Majora's Mask was always one of the more unpopular 3D Zelda titles, with complaints commonly aimed at its unconventional style, unclear goals and relatively high difficulty level for the franchise.  Honestly, though, I always thought it was a big improvement over Ocarina of Time, which to me always felt like an unnecessary prequel and a big step back gameplay-wise from the earlier titles.  The 3DS title definitely addresses a few common complaints, however, with the player now able to adjust the clock to a desired time to complete certain events (instead of just in 6-hour increments), the ability to have actual saves instead of temporary quick-saves before events, and a handy notebook to keep track of the game's many quests.  Not to mention reworked boss battles that add a bit more of Zelda's puzzle-solving element to the proceedings.  A fine update of the game, and definitely my favorite of the 3D Zeldas for its bizarre atmosphere.

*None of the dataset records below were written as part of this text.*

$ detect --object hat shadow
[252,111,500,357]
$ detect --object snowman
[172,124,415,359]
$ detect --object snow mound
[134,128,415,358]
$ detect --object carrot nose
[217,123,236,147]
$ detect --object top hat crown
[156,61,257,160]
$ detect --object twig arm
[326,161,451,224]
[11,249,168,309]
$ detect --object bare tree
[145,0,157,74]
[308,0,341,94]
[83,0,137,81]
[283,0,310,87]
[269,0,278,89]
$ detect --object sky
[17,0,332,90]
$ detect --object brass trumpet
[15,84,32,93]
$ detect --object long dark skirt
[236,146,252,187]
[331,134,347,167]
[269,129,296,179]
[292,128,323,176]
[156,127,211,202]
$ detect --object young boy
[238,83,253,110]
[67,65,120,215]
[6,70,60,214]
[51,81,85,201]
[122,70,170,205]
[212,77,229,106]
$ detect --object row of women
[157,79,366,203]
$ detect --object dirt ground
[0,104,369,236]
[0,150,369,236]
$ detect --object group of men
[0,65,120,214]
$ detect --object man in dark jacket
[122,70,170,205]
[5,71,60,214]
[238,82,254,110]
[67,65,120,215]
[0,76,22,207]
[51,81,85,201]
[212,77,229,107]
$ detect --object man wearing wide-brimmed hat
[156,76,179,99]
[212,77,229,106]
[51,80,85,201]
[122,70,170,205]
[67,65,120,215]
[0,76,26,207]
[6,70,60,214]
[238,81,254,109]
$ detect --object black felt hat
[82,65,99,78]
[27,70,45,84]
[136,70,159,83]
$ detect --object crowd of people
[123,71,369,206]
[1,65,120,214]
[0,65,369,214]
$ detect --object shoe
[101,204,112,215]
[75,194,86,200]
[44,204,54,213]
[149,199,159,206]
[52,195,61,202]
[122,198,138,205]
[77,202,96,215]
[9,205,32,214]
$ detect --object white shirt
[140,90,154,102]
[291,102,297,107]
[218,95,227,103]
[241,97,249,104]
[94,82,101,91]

43. Startropics (Nintendo, 1990)

A rare example of a game never getting a Japanese release despite being created by a Japanese development team.  They were missing out, though, as Startropics is a high quality title.  Essentially an Americanized Legend of Zelda, the game features a more modern environment replete with a lot of Zelda's puzzle-oriented dungeons, giant bosses and action-driven gameplay.  Further matching the theme, your weapons included things like baseballs and yo-yos, and you were given a submarine to patrol the game's environments (navigated by a character who bears a strong resemblance to ROB), all in a quest to rescue your uncle from an alien overlord who seeks to conquer Earth and destroy the last of a race called the Argonians.  It's a bit outlandish and fiendishly difficult at times (particularly the final dungeons), but the sheer charm of it makes Startropics into a memorable experience nevertheless.

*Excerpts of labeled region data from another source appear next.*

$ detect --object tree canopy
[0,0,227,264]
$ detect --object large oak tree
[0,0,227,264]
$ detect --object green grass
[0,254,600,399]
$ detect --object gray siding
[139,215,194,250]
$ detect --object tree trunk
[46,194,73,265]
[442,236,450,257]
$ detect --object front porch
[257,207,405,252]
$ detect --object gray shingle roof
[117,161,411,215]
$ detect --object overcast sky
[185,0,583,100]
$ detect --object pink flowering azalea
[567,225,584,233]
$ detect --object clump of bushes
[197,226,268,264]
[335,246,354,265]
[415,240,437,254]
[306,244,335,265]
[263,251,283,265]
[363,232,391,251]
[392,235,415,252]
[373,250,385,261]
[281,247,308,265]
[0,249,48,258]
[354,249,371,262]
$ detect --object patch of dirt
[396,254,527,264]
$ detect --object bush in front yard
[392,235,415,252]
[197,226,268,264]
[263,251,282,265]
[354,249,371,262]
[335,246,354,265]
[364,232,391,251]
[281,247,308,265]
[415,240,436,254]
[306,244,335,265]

42. Fallout 2 (Black Isle Studios, 1998)

The original Fallout was a standout title for its time, introducing a heavy, well, role-playing element back into roleplaying games instead of just being an endless monster-squashing simulator; nearly every quest and scenario could be handled in a variety of different ways, and it was even possible to win without witnessing a single death or firing a single shot at an enemy.  Fallout 2, while it doesn't have the same amount of polish, makes up for it in its sheer amount of content, expanding the world and questlines tenfold and tweaking its gameplay to add conveniences like a car (which cuts down travel time and adds extra storage) and making recruitable NPCs programmable to a degree and much more useful in a fight.  All of this, compounded with a sharp wit and a prevalent sense of humor, make Fallout 2 an engrossing experience you can easily get caught playing for hours.

41. Starflight (Binary Systems, 1986/1991)

A groundbreaking game in the mid-80s and still a standout one today, Starflight was amazing for the sheer amount of depth it provided; the player was given free reign to explore the galaxy, recover resources to sell, find inhabitable planets, interact with alien races (both diplomatically and in war), and generally carve out their own niche in a vast universe.  Of course, there was an underlying storyline as well, and a good one at that - the player's ultimate goal was to decipher clues found throughout their travels, unravel the mysteries of the galaxy, find out exactly why extinction-level events threaten every major star system they run across, and put a stop to it once and for all.